Alzheimer’s sufferers and their households welcomed the information on Jan. 6 that the U.S. Meals and Drug Administration (FDA) permitted a brand new remedy for Alzheimer’s illness. Lecanemab, marketed as Leqembi, is made by Eisai and Biogen for folks within the early levels of the illness. The FDA granted lecanemab accelerated approval based mostly on early part testing outcomes, and it’s now reviewing the businesses’ accomplished knowledge for consideration of conventional, full approval. It’s solely the second drug permitted to deal with Alzheimer’s, not simply deal with signs.
Docs can now prescribe the treatment, however many sufferers gained’t have the ability to afford it. Eisai stated the drug, which is given each two weeks through an IV infusion at a physician’s workplace or clinic, will price about $26,500 a 12 months. Whereas it’s not clear but how lengthy folks might want to take the drug, Ivan Cheung, Eisai Inc.’s CEO, estimated that most individuals would possibly must take it at the very least three years.
Right here’s what to learn about why lecanemab will probably be out of attain for many sufferers.
Medicare gained’t cowl lecanemab
The Facilities for Medicare and Medicaid Companies (CMS) doesn’t cowl medicines granted accelerated—not full—approval in lecanemab’s class: therapies that focus on a protein referred to as amyloid within the brains of Alzheimer’s sufferers. That call goes again to the drug that preceded lecanemab, referred to as aducanumab (model identify: Aduhelm), which the FDA permitted in 2021. The FDA’s controversial approval was based mostly on the outcomes of two research: one which confirmed sufferers benefited from the drug in comparison with these receiving placebo, and one other that confirmed no distinction between the 2 teams. The FDA determined to approve the drug as a result of there have been no therapies for Alzheimer’s, and aducanumab would deal with the pressing and unmet want to provide sufferers one thing that they assumed, based mostly on the info, would decelerate its development.
Due to the conflicting knowledge, nevertheless, CMS determined to not reimburse for aducanumab until folks had been enrolled in persevering with medical trials to solidify the drug’s effectiveness. The coverage additionally utilized to all future therapies that used the identical technique of tackling amyloid within the mind—equivalent to lecanemab, which targets a distinct type of the identical protein. This implies sufferers who aren’t taking part in a medical trial of the drug should foot the invoice. Non-public insurance coverage firms usually follows CMS’s lead.
Will Medicare change its coverage and begin reimbursing for lecanemab?
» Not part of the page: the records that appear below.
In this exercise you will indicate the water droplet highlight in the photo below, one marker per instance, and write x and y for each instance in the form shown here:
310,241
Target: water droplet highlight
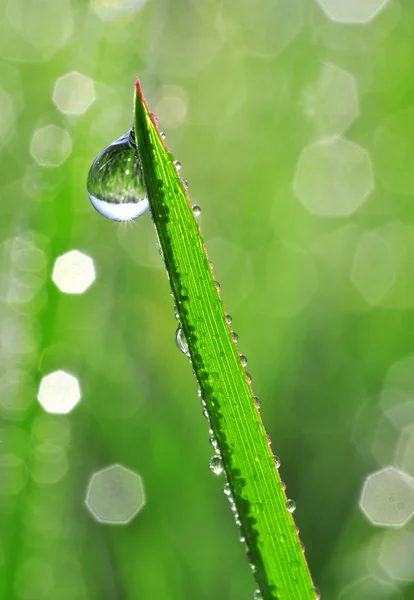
181,341
243,360
116,181
216,465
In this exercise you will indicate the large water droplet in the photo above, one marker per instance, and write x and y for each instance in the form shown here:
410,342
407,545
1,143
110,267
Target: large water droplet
181,341
116,181
216,465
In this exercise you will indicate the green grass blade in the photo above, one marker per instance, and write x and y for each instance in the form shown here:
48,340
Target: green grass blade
273,544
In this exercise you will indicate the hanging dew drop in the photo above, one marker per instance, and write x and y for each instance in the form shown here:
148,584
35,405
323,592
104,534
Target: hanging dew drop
116,181
216,465
181,341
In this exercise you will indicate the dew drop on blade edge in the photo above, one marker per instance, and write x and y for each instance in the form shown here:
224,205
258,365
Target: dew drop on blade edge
216,465
181,341
116,181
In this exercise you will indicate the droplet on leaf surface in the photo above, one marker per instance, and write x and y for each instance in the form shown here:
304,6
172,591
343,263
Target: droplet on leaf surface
116,181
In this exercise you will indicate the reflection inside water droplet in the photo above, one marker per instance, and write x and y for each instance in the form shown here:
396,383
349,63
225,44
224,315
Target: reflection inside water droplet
181,341
216,465
116,181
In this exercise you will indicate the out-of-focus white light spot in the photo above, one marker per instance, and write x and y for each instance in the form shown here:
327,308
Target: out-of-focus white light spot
373,282
395,168
370,588
50,146
111,9
33,580
332,103
13,474
49,464
59,392
73,272
333,177
352,11
115,495
396,554
7,114
74,93
172,105
387,497
283,298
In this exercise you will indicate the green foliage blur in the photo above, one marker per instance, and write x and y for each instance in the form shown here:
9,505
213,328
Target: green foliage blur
296,134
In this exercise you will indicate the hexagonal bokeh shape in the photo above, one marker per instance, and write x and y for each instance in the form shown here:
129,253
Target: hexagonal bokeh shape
59,392
115,495
50,146
352,11
387,497
332,102
333,177
371,282
74,93
73,272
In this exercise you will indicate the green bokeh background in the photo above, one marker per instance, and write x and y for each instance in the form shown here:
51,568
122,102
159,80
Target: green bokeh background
320,313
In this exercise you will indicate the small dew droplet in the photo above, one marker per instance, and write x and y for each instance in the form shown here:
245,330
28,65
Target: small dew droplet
181,341
116,181
216,465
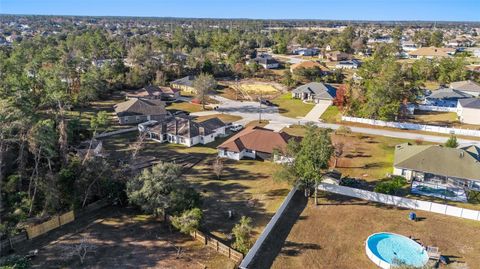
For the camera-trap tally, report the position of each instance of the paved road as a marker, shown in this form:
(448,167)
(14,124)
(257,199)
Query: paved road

CMS stated it might think about altering its coverage when the entire set of information on lecanemab, together with the outcomes from the part 3 research, had been submitted to the FDA. Eisai supplied that knowledge to the FDA on the identical day it obtained accelerated approval. The part 3 outcomes had been additionally printed within the New England Journal of Drugs on Jan. 5. “Every single day we lower the timeline to get conventional approval is sooner or later nearer to lifting the restrictions to entry for Medicare beneficiaries,” says Cheung.
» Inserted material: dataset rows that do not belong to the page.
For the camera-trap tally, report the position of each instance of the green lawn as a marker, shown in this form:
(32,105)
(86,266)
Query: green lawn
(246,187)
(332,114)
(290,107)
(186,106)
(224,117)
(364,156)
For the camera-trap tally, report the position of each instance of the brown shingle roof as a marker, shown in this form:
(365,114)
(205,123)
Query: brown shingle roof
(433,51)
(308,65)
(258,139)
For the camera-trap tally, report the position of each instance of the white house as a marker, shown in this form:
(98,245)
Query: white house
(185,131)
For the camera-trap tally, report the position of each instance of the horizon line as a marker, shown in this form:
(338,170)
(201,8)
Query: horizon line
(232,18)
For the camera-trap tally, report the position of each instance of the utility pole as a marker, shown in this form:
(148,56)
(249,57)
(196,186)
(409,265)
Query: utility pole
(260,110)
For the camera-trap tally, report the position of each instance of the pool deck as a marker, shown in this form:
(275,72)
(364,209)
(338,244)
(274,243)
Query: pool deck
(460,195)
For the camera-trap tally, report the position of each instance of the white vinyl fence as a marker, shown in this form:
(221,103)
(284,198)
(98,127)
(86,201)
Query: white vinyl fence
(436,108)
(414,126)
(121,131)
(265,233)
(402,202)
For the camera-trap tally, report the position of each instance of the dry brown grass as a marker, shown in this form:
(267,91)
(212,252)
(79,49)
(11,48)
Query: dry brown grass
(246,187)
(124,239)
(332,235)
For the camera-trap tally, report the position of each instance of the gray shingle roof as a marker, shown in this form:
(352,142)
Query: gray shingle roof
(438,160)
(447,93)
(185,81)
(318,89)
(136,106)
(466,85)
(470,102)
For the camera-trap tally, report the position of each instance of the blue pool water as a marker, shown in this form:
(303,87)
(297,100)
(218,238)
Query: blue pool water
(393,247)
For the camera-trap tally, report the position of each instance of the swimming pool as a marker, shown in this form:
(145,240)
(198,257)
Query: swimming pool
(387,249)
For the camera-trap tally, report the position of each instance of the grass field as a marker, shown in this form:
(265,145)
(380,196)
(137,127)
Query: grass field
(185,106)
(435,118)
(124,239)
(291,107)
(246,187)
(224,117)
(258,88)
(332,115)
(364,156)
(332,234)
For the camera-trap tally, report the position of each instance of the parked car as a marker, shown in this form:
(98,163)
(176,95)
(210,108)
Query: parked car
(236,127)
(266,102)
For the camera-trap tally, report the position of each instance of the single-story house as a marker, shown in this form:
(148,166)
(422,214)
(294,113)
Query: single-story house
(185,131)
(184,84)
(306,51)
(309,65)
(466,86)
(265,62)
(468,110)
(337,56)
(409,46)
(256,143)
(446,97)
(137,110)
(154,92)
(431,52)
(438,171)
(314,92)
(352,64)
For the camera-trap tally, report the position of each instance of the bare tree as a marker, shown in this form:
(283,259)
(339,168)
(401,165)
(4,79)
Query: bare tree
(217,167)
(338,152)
In a press release after lecanemab’s approval, CMS administrator Chiquita Brooks-LaSure stated, “CMS is analyzing obtainable data and should rethink its present protection based mostly on this evaluate.”
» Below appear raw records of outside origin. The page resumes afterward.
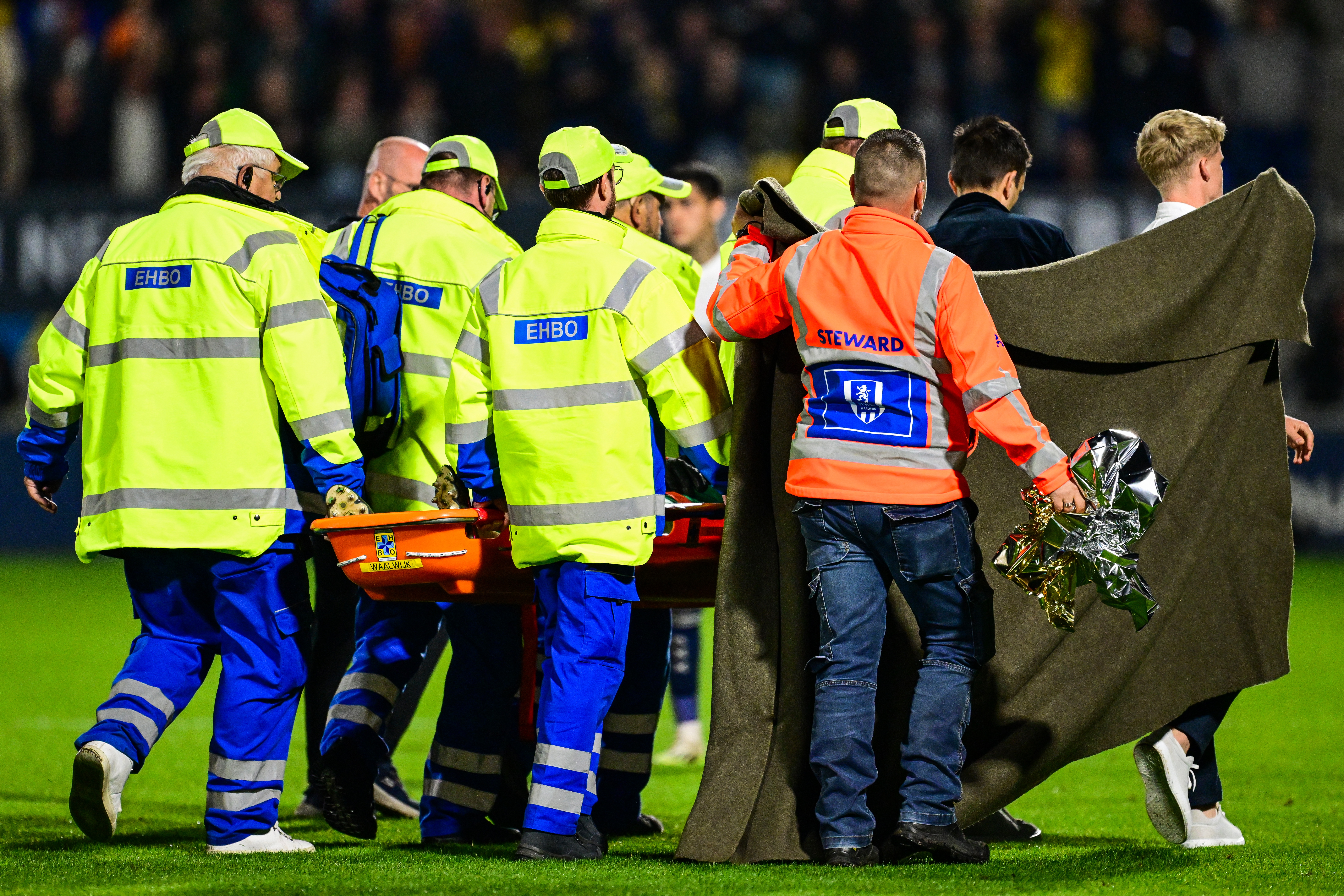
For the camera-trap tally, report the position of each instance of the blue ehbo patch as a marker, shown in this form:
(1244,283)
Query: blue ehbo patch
(550,330)
(170,277)
(869,405)
(416,295)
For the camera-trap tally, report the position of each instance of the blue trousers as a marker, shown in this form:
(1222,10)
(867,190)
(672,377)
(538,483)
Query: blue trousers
(686,664)
(855,551)
(476,723)
(628,729)
(193,606)
(584,620)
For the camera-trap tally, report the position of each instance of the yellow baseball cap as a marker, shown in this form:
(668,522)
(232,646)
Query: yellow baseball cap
(472,154)
(243,128)
(583,154)
(861,117)
(642,178)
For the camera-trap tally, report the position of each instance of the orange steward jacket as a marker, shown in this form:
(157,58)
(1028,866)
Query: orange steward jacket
(902,362)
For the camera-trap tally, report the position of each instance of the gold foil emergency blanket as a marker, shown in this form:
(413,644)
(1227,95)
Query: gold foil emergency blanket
(1053,554)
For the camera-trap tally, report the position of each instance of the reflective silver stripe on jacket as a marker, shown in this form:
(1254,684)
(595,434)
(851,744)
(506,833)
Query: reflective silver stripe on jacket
(239,800)
(838,221)
(929,459)
(56,420)
(924,365)
(792,275)
(147,727)
(478,764)
(470,343)
(459,795)
(175,350)
(558,397)
(466,433)
(667,348)
(626,287)
(622,723)
(150,694)
(490,289)
(982,394)
(562,758)
(427,365)
(638,764)
(308,309)
(241,260)
(569,801)
(382,686)
(587,512)
(927,307)
(241,500)
(706,432)
(247,769)
(310,428)
(400,487)
(70,328)
(357,714)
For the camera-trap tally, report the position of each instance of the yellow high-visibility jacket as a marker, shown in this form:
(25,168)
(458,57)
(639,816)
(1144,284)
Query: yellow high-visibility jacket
(581,336)
(202,357)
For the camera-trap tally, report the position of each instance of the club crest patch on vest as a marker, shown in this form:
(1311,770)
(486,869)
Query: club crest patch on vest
(865,400)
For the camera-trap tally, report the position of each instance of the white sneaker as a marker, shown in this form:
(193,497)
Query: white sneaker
(687,749)
(1169,778)
(273,842)
(96,784)
(1213,832)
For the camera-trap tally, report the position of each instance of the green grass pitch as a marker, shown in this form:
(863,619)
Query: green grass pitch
(65,635)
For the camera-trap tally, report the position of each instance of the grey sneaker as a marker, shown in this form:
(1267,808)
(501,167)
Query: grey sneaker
(1169,778)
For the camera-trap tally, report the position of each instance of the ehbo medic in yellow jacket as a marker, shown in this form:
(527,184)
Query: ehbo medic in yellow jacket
(581,338)
(435,245)
(206,365)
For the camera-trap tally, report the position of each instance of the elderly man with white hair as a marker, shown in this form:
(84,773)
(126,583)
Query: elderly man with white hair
(198,362)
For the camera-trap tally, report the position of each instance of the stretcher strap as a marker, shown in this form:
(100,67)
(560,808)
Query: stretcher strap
(527,682)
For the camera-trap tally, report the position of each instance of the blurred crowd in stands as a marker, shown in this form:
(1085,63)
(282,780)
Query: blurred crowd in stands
(111,90)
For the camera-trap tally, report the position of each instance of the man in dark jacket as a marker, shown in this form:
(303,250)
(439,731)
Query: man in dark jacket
(990,162)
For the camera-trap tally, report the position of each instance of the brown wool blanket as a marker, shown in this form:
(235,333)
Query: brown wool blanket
(1171,335)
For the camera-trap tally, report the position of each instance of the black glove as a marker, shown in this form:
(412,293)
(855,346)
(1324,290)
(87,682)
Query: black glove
(685,479)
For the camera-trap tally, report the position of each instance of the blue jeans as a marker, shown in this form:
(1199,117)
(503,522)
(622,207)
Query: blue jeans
(855,551)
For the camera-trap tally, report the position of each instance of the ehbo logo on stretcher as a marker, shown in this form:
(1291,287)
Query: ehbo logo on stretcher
(170,277)
(385,555)
(550,330)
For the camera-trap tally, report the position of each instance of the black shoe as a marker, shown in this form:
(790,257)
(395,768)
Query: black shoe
(1003,828)
(479,835)
(349,786)
(947,843)
(587,843)
(851,856)
(390,796)
(642,827)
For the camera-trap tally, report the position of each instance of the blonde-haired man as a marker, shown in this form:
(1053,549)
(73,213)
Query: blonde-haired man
(1182,154)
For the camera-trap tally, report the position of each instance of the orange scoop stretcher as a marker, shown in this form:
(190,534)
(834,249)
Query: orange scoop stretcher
(435,555)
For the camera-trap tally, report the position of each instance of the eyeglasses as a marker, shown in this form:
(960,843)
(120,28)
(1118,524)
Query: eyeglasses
(276,178)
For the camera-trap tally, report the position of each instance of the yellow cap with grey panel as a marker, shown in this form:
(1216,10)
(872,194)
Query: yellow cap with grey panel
(243,128)
(581,154)
(859,119)
(642,178)
(472,154)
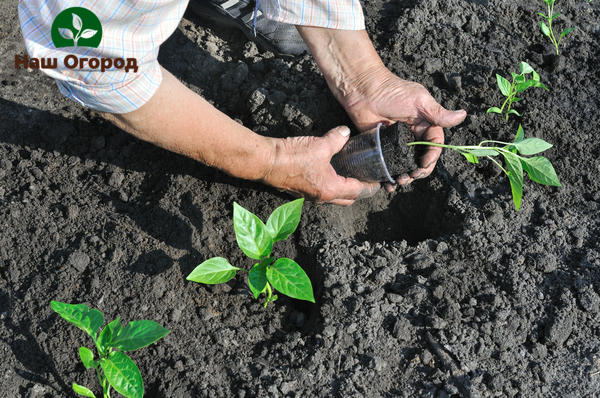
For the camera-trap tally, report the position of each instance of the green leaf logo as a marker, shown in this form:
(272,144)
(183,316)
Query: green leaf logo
(76,27)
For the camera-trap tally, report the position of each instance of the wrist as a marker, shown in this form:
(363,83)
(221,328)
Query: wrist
(276,172)
(347,59)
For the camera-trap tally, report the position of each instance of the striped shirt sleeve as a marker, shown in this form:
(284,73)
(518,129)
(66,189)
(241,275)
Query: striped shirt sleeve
(333,14)
(130,29)
(135,29)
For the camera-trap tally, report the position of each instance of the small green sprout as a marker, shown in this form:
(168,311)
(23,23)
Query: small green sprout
(519,84)
(547,28)
(113,368)
(538,168)
(256,240)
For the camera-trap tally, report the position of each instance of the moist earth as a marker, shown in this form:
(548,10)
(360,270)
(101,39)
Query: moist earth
(399,158)
(438,289)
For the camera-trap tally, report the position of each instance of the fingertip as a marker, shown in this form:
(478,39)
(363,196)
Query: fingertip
(344,131)
(390,188)
(404,179)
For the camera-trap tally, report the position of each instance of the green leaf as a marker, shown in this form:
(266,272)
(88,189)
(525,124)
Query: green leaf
(106,335)
(494,109)
(138,334)
(213,271)
(290,279)
(80,315)
(87,357)
(545,28)
(503,85)
(524,85)
(470,157)
(566,32)
(257,279)
(251,233)
(515,176)
(482,152)
(524,67)
(520,134)
(123,375)
(81,390)
(284,220)
(529,83)
(540,170)
(532,146)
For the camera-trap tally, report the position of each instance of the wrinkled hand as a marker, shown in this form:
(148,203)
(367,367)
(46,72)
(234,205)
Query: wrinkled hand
(381,96)
(302,166)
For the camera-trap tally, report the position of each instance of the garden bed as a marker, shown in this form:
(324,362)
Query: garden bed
(440,289)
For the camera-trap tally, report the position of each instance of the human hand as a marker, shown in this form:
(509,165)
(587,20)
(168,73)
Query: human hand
(381,96)
(302,166)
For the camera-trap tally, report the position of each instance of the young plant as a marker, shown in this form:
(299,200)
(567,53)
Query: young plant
(113,368)
(547,28)
(256,240)
(519,84)
(538,168)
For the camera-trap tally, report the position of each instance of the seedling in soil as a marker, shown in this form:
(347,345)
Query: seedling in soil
(519,84)
(256,240)
(113,368)
(538,168)
(547,28)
What Medicare’s coverage means for sufferers
For now, sufferers should wait till the FDA points a conventional approval for lecanemab in an effort to obtain reimbursement for the drug. That might be expensive in additional than simply monetary methods. As a result of lecanemab is indicated particularly for folks within the earliest levels of gentle Alzheimer’s-related dementia, ready extra months might make many individuals ineligible to learn from the remedy as a result of they’ll have progressed to extra advances levels of the illness, past the attain of lecanemab’s demonstrated effectiveness.
Whereas the entire knowledge units on lecanemab’s security and effectiveness at the moment are obtainable for docs to contemplate, “what’s lacking is entry,” says Maria Carrillo, chief scientific officer of the Alzheimer’s Affiliation. “Not having entry based mostly on the accelerated approval is a detriment to our affected person neighborhood.” The Affiliation estimates that every day, greater than 2,000 folks transfer from gentle dementia to extra superior Alzheimer’s, which lessens their possibilities of having the ability to profit from lecanemab. CMS’s coverage might probably deny hundreds of individuals the possibility to sluggish their cognitive decline and push again the extra extreme results of their illness. “That’s not acceptable, and unprecedented,” says Carrillo. “We really feel it’s incorrect.”